PIN not required to access the content

Hi, according to the FAQ user PIN is required to get access to the content of the Nitrokey Pro 2. I’ve noticed though that I can get access to significant amount of data stored on the Nitrokey without being challenged to enter my user PIN, by invoking gpg --card-status. In particular key identifying information is leaked then:

Signature key ....: 1F56 442D 13C1 EFF1 E0D6  5A25 FF41 D60B 15B1 801B
      created ....: 2023-02-27 15:37:40
Encryption key....: 79A6 4283 6D50 C486 74B2  5ED4 A5E2 3BBF 077B A645
      created ....: 2023-02-27 15:37:40
Authentication key: 08D8 A089 09DE 584F 32B2  0722 9119 DA13 B817 75C3
      created ....: 2023-02-27 15:37:40

Is there a way to lock it down?

gpg --card-status only displays public information of the smartcard used for identification purposes so that the system is able to use / interoperate with the device. I’m not sure what you mean with “significant amount of data”, but just having these information won’t enable an attacker to complete any gpg operation that require your secret key (decrypt, authenticate, sign)

I’m aware it’s not a key security issue but a privacy issue. For example a human rights activist or a journalist who established a separate digital identity may get exposed when their Nitrokey gets into wrong hands. I was expecting that user PIN needs to be entered upon inserting Nitrokey for that identifying information to become readable.

I’d just avoid inputting information that can be tied to the real or digital identity (name, email, url to public key, …) in the first place if the smartcard is being used for the purpose you described.
Obviously this doesn’t guarantee total anonymity (this doesn’t exist and I guess GPG isn’t the best tool for anonymity anyways), but under regular circumstances there shouldn’t be enough information to tie the gpg --card-status to the public key you share with others using the digital identity.

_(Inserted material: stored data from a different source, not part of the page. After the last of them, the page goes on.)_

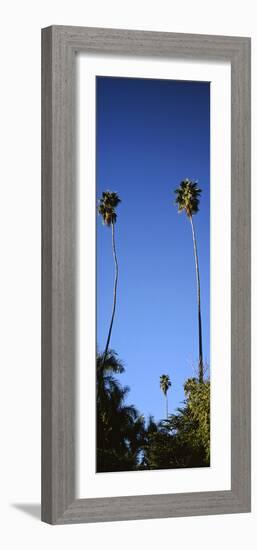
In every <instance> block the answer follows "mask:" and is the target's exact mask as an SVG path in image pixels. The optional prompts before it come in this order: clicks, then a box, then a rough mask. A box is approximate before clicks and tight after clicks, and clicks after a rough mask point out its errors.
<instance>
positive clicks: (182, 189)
mask: <svg viewBox="0 0 257 550" xmlns="http://www.w3.org/2000/svg"><path fill="white" fill-rule="evenodd" d="M201 192H202V190H201V189H199V188H198V187H197V182H194V181H191V180H189V179H185V180H183V181H182V182H181V184H180V186H179V188H178V189H176V190H175V194H176V195H177V197H176V201H175V202H176V204H177V205H178V211H179V212H183V210H184V211H185V212H186V214H187V216H188V217H191V216H192V215H193V214H197V212H198V210H199V202H200V200H199V197H200V195H201Z"/></svg>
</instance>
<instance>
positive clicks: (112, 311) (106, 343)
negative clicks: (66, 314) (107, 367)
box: [103, 222, 119, 365]
mask: <svg viewBox="0 0 257 550" xmlns="http://www.w3.org/2000/svg"><path fill="white" fill-rule="evenodd" d="M112 253H113V259H114V265H115V279H114V290H113V306H112V316H111V322H110V328H109V332H108V338H107V342H106V346H105V350H104V358H103V365H104V364H105V361H106V356H107V353H108V350H109V344H110V339H111V334H112V326H113V321H114V316H115V309H116V299H117V283H118V273H119V266H118V260H117V254H116V246H115V235H114V223H113V222H112Z"/></svg>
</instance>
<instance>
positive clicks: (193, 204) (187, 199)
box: [175, 179, 203, 382]
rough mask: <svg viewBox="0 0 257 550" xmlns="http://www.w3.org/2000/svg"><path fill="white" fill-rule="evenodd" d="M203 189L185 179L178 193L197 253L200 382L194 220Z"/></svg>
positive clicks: (178, 191) (200, 303)
mask: <svg viewBox="0 0 257 550" xmlns="http://www.w3.org/2000/svg"><path fill="white" fill-rule="evenodd" d="M201 192H202V190H201V189H199V187H198V186H197V182H196V181H192V180H189V179H185V180H183V181H182V182H181V183H180V186H179V187H178V189H176V190H175V193H176V195H177V196H176V204H177V205H178V211H179V212H183V211H184V212H185V213H186V215H187V217H188V218H189V220H190V223H191V228H192V236H193V245H194V255H195V270H196V284H197V306H198V340H199V360H198V372H199V382H203V344H202V317H201V292H200V273H199V262H198V253H197V244H196V236H195V228H194V222H193V216H194V215H195V214H197V212H198V210H199V202H200V201H199V197H200V195H201Z"/></svg>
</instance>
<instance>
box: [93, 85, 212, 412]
mask: <svg viewBox="0 0 257 550" xmlns="http://www.w3.org/2000/svg"><path fill="white" fill-rule="evenodd" d="M96 116H97V119H96V123H97V143H96V150H97V157H96V166H97V198H99V197H100V196H101V194H102V191H104V190H107V189H109V190H111V191H116V192H117V193H118V194H119V196H120V198H121V199H122V203H121V204H120V205H119V207H118V209H117V214H118V219H117V224H116V227H115V230H116V248H117V255H118V261H119V283H118V296H117V309H116V317H115V321H114V326H113V332H112V338H111V348H113V349H115V350H116V351H117V353H118V354H119V357H120V358H121V359H122V360H123V362H124V365H125V368H126V372H125V373H124V374H122V375H121V376H119V380H120V382H121V383H122V384H127V385H128V386H130V393H129V395H128V399H127V401H128V402H129V403H133V404H134V405H135V406H136V407H137V409H138V410H139V411H140V413H142V414H144V415H145V416H146V417H147V416H148V415H149V414H153V415H154V417H155V419H156V420H160V419H161V418H163V417H164V413H165V406H164V405H165V404H164V397H163V394H162V392H161V390H160V387H159V378H160V375H161V374H169V376H170V379H171V382H172V388H171V390H169V394H168V396H169V412H173V411H174V410H175V409H176V408H177V407H178V406H179V405H181V402H182V401H183V398H184V392H183V383H184V381H185V379H186V378H188V377H190V376H194V375H196V373H197V355H198V324H197V297H196V275H195V263H194V252H193V242H192V233H191V226H190V223H189V220H188V219H187V218H186V215H185V214H184V213H183V214H178V213H177V209H176V207H175V206H174V189H175V188H176V187H178V185H179V183H180V182H181V180H182V179H184V178H190V179H196V180H198V182H199V187H201V189H202V191H203V192H202V198H201V204H200V211H199V213H198V214H197V215H196V216H195V217H194V222H195V229H196V236H197V242H198V254H199V264H200V277H201V299H202V325H203V355H204V360H205V361H206V362H207V363H208V364H209V354H210V344H209V339H210V331H209V306H210V241H209V239H210V86H209V83H207V82H187V81H172V80H150V79H138V78H135V79H134V78H116V77H115V78H112V77H97V112H96ZM113 280H114V266H113V257H112V248H111V230H110V229H109V228H107V227H105V226H103V225H102V222H101V219H100V218H99V217H98V220H97V344H98V347H99V349H102V350H103V349H104V346H105V342H106V338H107V333H108V328H109V323H110V317H111V310H112V299H113Z"/></svg>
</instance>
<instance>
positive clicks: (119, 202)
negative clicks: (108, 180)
mask: <svg viewBox="0 0 257 550" xmlns="http://www.w3.org/2000/svg"><path fill="white" fill-rule="evenodd" d="M120 202H121V199H120V198H119V195H118V193H115V192H113V191H103V193H102V198H101V199H100V200H99V206H98V214H100V216H102V218H103V223H104V224H105V225H108V227H110V225H112V224H113V223H116V220H117V214H116V212H115V209H116V208H117V206H118V204H119V203H120Z"/></svg>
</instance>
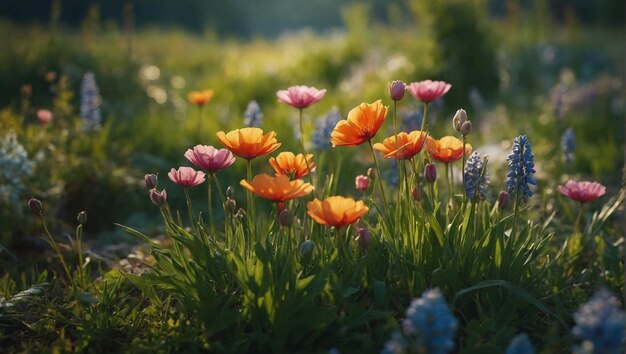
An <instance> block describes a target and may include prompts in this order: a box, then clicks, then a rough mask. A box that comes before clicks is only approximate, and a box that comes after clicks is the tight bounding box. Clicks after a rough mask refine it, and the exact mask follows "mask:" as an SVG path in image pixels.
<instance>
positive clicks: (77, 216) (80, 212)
mask: <svg viewBox="0 0 626 354" xmlns="http://www.w3.org/2000/svg"><path fill="white" fill-rule="evenodd" d="M76 220H78V223H79V224H81V225H85V224H86V223H87V212H85V211H84V210H83V211H81V212H80V213H78V216H76Z"/></svg>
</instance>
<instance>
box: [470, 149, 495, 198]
mask: <svg viewBox="0 0 626 354" xmlns="http://www.w3.org/2000/svg"><path fill="white" fill-rule="evenodd" d="M486 161H487V158H485V159H484V160H483V159H481V158H480V154H479V153H478V151H474V152H473V153H472V154H471V155H470V157H469V159H467V163H466V164H465V171H464V174H465V192H466V194H467V197H468V198H469V199H470V200H477V199H485V198H486V197H487V184H489V174H488V173H487V169H486V166H485V162H486Z"/></svg>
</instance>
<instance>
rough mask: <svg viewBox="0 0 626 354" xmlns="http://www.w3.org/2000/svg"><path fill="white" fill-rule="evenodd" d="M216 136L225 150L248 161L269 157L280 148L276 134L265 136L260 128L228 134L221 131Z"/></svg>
mask: <svg viewBox="0 0 626 354" xmlns="http://www.w3.org/2000/svg"><path fill="white" fill-rule="evenodd" d="M215 135H216V136H217V139H218V140H219V141H220V142H221V143H222V145H224V147H225V148H227V149H228V150H230V151H232V152H233V154H235V155H237V156H239V157H242V158H244V159H246V160H251V159H253V158H255V157H258V156H263V155H267V154H269V153H270V152H273V151H275V150H276V149H278V148H279V147H280V143H279V142H277V141H276V133H275V132H273V131H271V132H269V133H267V134H265V135H263V130H262V129H260V128H242V129H235V130H233V131H230V132H228V133H224V132H222V131H220V132H217V134H215Z"/></svg>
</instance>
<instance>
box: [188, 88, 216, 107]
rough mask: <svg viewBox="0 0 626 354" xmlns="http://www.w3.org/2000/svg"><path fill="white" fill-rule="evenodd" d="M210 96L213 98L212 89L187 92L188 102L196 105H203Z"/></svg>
mask: <svg viewBox="0 0 626 354" xmlns="http://www.w3.org/2000/svg"><path fill="white" fill-rule="evenodd" d="M211 98H213V90H201V91H191V92H189V94H187V99H188V100H189V102H191V103H193V104H195V105H197V106H204V105H205V104H207V103H209V101H210V100H211Z"/></svg>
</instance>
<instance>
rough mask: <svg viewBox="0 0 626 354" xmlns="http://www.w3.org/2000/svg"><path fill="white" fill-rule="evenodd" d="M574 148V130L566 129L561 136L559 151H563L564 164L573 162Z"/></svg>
mask: <svg viewBox="0 0 626 354" xmlns="http://www.w3.org/2000/svg"><path fill="white" fill-rule="evenodd" d="M575 148H576V141H575V139H574V129H572V128H567V129H566V130H565V132H564V133H563V135H562V136H561V150H563V156H564V157H565V163H568V164H569V163H572V162H573V161H574V149H575Z"/></svg>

edit: my last sentence was incorrect

The key fingerprints can be used to tie the identities. A fingerprint is after all a hash of a public key. Moreover when shared via a key server, a full public key retrieval can be done by its fingerprint. Also key fingerprints (or their tail: key ID) are commonly being shared within digital profiles (to establish that identity/trust in the key) so OSINT search can also match the fingerprint to the digital identity, indeed just simple search engine search may be enough.

I guess you are correct. I’m not sure though if the gpg --card-status can be pin-protected on smartcards without breaking interoperability with gpg. That would be indeed good to know

after skimming through the specs it sounds like the user PIN should guard retrieval of data, the relevant part of point 4.3:

PW1 is used as access condition for the command …, GET DATA

You might want to check chapter 5 Security Architecture, which describes which PIN is needed to access which data object, and why.

Thanks for pointing that out! Indeed the specs state in chapter 5 that those data pieces should be available without PIN challenge. It is quite odd though as whilst 4.3 state “PW1 is used as access condition for the command …, GET DATA” there’s actually just a single data object that requires PW1… moreover a custom data object. The specs also seem inconsistent as PW3 (admin PIN) is required for reading another custom data object but in 4.3 it’s only mentioned that PW1 is used for GET DATA…

Anyway it sounds that unfortunately solutions that follow that specs are not suitable for use cases where privacy is important.

Nitrokey docs should be however corrected as now they provide misleading statement that may give false sense of privacy protection and put certain users at risk. The docs should state as the specs (in point 4.3) that user PIN is “used for signing and decryption operations”, not that it’s “used to get access to the contect of the Nitrokey”.

This scenario most likely was not part of the threat model for the implementation of the OpenPGP Card. In my interpretation the goal was to protect the key material and the exchanged secret message not the metadata and identities that communicate with each other.

Solution could be two token. One with your day2day identity and a second with ephemeral keys that are re-generated periodically. A trusted third-party then signs your ephemeral key and provides access to the public key. Alternatively, the trusted third-party could distribute a shared and frequently updated key that could be imported to the second token. Over a secure channel, the communication partners agree on the key ids that should be used.

gpg allows for --hidden-recipient so that the keyid will not be embedded in the message. If the key is rolled frequently, there is no possibility for traffic analysis.

The two communication partners never use their main identity to communicate but always the ephemeral one that is validated by the third party.